June 7th, 2010

VB XML Cookbook, Recipe 7: Enumerating Large XML Files (Doug Rothaus)

VB XML Cookbook, Recipe 7: Enumerating Large XML Files (Doug Rothaus)

It’s been a while since I wrote one of these XML cookbook entries. Here’s some info on a common problem: Really big XML files.

I’m going to show you two things in this recipe. The first is a tip on reading very large XML files while still being able to use XML Axis Properties. The second is how to do make it available to LINQ queries by exposing it as IEnumerable.

Reading a Large XML File

If you’re new to working with XML, there’s something important that you need to know. That is, when you load an XML file into an in-memory document, the entire file gets loaded into memory. When working with small XML files, which is often the case, this is no big deal. In fact, it’s rather convenient. However, if you are working with an extremely large XML file, this is a big problem. I recently wrote some code to read through a bunch of XML files, not realizing that one of them was over half a gigabyte! My code loaded the entire file into memory using the XDocument.Load() method—well, it tried to at least. Needless to say, when I hit the huge file, my app did not perform well.

How do you read an enormous XML file then? You use the XmlReader class, which has been around since the first release of the .NET Framework. It reads through an XML file, but simply places a pointer on the current XML element or attribute as you go through the file. As you read through the file with the XmlReader object, you can examine the current XML, decide if you are interested in it, process it, discard it, and move on to the next part of the file. The important thing is that you can minimize how much memory is utilized at any one time in your app.

Take heed: you still need to be aware of how you are reading through the file. If you open an XmlReader, read to the root element, then load that entire element into memory you haven’t solved anything.

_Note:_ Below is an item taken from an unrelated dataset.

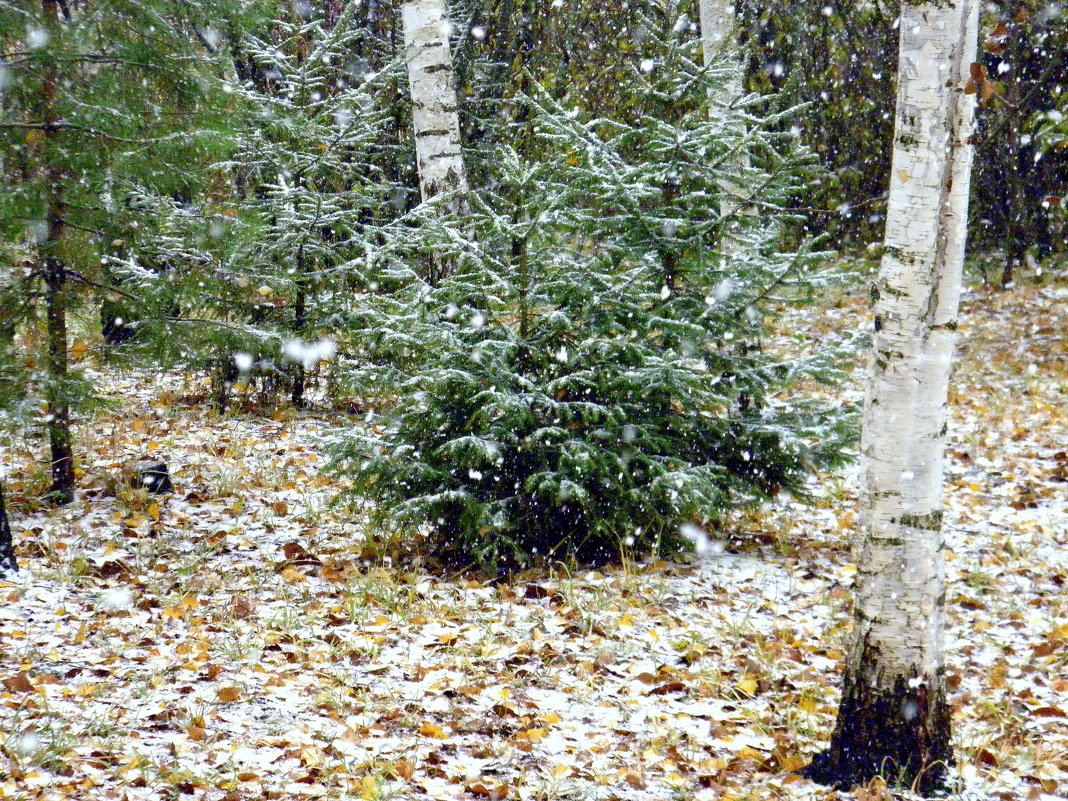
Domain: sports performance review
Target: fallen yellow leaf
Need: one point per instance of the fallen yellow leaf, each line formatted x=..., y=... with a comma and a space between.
x=226, y=694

Now you may be saying that if you use an XmlReader object, you don’t get all of the cool functionality of XML Axis Properties. That’s true, and that’s why there’s a ReadFrom method that reads the XML from your XmlReader into an XNode, which you can then cast as an XElement object and make use of all of the VB XML juicy goodness. Using an XmlReader and the ReadFrom method together ensures that you only use as much memory as the largest XML element that you load.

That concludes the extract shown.